Touting Pennsylvania’s vast storehouse of energy resources – from natural gas, to coal, wind energy and solar power – Gov. Tom Corbett on Tuesday rolled out a plan, “Energy = Jobs,” geared toward attracting job-creating businesses to the commonwealth.
Speaking at the Pennsylvania College of Technology’s Earth Science Center, Corbett said his approach was intended to position the commonwealth as a national leader in energy production and natural resources.
“By leveraging this world-class energy industry, family-sustaining jobs will be created,” he said.
Corbett did not mention specific job-creating projections, but said that by being at the college center, “it’s a way to emphasize that the future workers and leaders in the industry are right here, students who will be working Marcellus Shale and supporting services.”
The Energy = Jobs program, he said, is intended to be rolled out as a one-stop explanation to those investors thinking of moving into the area. “We can show them the book,” Corbett said. “We can show them we have an active, educated workforce ready to do the jobs they require in the area.”
As for those older workers who lost their jobs during the recession, Corbett noted that there are re-training programs available through various state agencies. “People have to understand that the job market has changed,” he said. “Pennsylvania is a major energy-producing state and will be for the foreseeable future. There are job opportunities here, and if someone is willing to change direction, we have ways to assist them in their retraining.”
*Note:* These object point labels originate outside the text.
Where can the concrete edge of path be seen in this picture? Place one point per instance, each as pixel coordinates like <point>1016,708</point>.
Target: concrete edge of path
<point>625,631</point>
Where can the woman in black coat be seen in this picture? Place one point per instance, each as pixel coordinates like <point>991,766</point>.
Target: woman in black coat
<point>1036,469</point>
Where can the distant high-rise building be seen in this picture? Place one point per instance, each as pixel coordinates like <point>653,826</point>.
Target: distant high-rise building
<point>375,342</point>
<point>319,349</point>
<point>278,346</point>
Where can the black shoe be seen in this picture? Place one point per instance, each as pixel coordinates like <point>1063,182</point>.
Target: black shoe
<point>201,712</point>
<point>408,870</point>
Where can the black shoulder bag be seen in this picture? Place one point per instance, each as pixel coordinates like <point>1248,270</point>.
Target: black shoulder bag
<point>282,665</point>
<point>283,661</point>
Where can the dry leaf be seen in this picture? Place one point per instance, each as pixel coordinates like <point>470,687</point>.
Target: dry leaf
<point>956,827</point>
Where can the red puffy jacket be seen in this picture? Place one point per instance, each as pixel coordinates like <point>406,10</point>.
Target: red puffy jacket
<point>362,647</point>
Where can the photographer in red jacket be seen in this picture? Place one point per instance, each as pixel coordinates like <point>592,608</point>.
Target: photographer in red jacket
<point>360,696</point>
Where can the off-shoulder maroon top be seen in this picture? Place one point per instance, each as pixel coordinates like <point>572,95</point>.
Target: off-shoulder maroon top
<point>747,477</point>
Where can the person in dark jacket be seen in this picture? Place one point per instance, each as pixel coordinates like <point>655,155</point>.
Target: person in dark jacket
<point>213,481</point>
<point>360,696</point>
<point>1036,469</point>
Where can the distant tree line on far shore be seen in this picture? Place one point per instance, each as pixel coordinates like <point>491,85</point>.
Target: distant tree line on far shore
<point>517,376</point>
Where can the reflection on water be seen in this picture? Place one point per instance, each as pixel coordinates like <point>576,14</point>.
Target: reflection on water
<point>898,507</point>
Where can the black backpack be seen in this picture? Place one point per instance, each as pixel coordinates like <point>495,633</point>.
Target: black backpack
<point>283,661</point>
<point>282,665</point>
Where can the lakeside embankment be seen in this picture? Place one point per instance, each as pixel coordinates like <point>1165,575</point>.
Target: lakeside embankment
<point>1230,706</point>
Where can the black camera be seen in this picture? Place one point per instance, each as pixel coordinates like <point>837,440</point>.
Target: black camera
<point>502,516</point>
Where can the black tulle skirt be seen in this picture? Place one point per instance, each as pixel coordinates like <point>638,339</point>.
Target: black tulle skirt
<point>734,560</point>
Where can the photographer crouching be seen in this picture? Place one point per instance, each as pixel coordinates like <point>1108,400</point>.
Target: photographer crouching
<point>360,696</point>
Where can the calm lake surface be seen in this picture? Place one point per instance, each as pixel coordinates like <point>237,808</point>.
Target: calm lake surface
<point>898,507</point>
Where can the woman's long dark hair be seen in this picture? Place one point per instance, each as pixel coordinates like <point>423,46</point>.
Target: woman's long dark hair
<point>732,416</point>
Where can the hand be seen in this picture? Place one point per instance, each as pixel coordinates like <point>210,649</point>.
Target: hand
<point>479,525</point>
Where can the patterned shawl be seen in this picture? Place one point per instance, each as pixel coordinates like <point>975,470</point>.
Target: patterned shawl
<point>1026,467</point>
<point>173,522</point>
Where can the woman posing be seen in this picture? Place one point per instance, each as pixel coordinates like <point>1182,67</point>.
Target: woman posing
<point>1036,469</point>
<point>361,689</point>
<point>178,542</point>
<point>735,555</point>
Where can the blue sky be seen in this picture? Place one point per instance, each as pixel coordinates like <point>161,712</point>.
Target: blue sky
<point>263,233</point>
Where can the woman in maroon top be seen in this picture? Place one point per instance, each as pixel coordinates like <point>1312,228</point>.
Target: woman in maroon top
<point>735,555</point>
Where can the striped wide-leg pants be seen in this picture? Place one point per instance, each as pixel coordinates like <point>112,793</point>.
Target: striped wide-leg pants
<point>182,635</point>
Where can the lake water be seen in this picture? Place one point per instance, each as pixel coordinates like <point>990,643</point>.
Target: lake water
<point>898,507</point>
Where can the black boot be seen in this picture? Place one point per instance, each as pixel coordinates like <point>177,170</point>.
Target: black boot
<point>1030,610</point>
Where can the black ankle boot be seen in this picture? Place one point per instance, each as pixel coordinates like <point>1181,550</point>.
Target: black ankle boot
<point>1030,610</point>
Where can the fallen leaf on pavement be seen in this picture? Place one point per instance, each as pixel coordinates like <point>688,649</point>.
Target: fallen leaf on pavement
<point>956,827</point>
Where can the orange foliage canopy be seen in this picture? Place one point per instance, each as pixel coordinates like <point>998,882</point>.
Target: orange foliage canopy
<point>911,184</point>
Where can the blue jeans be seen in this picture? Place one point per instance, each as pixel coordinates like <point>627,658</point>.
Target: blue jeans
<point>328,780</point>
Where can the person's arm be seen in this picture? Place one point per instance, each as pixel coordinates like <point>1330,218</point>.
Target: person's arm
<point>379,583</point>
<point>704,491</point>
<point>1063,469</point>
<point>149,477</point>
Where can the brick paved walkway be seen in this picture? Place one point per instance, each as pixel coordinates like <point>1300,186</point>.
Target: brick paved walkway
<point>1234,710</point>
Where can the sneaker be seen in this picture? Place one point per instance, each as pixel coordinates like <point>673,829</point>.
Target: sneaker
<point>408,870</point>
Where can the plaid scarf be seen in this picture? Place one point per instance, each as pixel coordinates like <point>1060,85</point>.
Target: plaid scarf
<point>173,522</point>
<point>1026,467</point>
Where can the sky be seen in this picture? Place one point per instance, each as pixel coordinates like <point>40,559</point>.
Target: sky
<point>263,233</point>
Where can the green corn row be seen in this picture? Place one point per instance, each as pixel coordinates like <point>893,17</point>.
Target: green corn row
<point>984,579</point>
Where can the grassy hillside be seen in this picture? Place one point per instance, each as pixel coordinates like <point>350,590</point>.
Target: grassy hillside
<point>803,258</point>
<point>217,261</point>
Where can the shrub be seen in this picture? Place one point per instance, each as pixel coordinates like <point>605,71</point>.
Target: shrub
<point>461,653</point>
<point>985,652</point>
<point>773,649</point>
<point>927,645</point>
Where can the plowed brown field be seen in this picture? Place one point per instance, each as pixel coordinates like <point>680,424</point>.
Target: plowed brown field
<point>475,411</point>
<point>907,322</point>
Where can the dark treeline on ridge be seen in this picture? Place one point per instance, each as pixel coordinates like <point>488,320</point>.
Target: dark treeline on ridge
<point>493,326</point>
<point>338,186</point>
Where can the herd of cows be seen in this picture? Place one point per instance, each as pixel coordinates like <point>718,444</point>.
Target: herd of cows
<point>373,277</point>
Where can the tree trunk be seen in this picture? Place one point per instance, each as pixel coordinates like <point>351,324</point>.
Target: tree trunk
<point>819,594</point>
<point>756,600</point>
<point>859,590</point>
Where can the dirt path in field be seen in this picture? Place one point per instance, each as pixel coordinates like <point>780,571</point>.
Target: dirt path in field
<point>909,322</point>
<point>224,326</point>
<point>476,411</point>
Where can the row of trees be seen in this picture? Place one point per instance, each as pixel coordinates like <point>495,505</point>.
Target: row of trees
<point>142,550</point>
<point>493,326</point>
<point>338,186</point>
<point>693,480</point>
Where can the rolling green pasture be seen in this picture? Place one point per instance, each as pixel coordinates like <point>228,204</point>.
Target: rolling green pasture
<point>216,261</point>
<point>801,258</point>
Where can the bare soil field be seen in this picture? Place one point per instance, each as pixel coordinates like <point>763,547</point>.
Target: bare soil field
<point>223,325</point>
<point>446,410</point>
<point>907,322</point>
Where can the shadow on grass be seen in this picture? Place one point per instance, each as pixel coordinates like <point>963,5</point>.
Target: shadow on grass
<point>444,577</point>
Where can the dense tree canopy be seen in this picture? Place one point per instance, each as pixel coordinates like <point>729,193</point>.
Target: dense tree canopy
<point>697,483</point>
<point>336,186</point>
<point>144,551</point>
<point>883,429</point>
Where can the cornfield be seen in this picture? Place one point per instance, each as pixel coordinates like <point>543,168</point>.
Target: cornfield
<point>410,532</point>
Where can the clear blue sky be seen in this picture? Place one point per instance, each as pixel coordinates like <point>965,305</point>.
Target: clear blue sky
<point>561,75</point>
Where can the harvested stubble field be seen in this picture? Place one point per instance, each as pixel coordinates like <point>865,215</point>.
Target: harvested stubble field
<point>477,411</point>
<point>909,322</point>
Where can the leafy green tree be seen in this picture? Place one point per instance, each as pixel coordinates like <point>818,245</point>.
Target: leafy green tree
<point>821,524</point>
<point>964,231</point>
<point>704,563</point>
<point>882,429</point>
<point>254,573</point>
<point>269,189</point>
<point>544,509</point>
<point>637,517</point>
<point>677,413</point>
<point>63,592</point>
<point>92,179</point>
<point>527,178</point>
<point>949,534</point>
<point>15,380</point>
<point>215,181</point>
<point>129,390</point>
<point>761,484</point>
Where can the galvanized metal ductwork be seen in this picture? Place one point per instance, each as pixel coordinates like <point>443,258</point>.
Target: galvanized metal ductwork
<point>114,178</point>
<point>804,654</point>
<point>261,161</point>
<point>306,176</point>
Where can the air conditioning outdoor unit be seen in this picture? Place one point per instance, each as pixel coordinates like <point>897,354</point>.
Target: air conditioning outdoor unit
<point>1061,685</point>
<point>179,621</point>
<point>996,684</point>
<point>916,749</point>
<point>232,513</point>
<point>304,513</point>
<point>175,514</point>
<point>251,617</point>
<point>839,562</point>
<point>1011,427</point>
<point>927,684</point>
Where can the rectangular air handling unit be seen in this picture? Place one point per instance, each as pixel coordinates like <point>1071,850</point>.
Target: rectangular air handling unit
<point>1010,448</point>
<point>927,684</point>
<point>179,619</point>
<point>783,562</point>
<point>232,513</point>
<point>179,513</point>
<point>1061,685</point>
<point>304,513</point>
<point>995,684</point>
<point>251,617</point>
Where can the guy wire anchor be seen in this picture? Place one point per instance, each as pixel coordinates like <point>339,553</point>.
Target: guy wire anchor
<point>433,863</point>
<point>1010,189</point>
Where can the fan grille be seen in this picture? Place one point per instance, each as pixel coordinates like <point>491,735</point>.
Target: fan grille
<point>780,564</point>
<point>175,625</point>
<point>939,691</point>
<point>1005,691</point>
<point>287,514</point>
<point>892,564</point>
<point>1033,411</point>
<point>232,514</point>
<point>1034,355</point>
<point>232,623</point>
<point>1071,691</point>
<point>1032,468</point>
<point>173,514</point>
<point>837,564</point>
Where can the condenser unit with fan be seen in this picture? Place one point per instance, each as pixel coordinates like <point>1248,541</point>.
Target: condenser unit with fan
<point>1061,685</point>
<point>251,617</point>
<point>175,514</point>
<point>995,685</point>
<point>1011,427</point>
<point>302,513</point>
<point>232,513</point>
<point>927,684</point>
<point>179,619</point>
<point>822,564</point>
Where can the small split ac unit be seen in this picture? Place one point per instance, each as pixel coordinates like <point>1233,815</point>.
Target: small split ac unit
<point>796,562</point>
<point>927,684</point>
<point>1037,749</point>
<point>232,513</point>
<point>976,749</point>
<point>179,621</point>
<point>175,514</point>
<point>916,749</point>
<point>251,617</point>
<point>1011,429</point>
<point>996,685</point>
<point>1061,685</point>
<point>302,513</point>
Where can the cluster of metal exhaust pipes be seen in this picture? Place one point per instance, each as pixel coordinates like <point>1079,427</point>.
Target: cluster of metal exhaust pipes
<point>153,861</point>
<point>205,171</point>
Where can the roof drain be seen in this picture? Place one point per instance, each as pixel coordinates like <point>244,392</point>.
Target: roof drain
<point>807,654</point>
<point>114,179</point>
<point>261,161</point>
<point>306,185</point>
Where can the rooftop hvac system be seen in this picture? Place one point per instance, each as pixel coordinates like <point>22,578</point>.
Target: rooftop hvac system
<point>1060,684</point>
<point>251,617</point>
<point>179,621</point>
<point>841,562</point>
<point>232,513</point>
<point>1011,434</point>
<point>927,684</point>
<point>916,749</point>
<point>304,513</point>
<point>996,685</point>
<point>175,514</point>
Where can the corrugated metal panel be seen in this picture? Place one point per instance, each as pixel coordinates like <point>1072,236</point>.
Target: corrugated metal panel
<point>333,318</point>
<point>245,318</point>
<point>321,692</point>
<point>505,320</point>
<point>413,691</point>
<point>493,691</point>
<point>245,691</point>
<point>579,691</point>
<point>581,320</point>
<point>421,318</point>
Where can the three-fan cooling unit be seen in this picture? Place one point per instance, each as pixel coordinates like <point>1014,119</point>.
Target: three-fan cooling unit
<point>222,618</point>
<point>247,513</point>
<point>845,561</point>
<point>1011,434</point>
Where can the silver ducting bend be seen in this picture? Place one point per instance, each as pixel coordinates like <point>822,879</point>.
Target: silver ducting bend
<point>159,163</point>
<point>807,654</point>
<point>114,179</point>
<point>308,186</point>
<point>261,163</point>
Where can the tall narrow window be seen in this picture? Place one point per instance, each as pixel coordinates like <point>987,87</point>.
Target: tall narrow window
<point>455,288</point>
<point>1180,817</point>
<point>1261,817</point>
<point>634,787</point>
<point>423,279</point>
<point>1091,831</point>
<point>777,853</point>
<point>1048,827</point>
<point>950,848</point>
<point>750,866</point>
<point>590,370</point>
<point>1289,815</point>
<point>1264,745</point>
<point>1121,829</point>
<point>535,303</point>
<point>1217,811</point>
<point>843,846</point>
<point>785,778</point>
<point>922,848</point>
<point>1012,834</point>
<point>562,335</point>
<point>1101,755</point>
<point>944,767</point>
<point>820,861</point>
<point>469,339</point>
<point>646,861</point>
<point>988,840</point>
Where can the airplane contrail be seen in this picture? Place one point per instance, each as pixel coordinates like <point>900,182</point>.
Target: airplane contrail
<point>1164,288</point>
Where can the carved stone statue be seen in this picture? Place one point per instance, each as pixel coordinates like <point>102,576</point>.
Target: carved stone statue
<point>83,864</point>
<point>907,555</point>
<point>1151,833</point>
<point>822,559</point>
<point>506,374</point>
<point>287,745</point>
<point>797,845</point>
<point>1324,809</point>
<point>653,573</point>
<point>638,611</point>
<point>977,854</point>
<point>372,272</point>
After the meeting, on another subject, Corbett said he has not decided on a course of action regarding the controversial voter ID law. Act 18, which was blocked by Pennsylvania Commonwealth Court Judge Bernard L. McGinley on Friday. The law would have required all voters to show state-approved identification in order to cast a ballot.
McGinley’s ruling can be appealed to the state Supreme Court, but state lawmakers who opposed the law are pressing Gov. Corbett to abide by the judge’s decision.
Corbett said he had not yet decided on a course of action, but said he was in discussions with his advisers.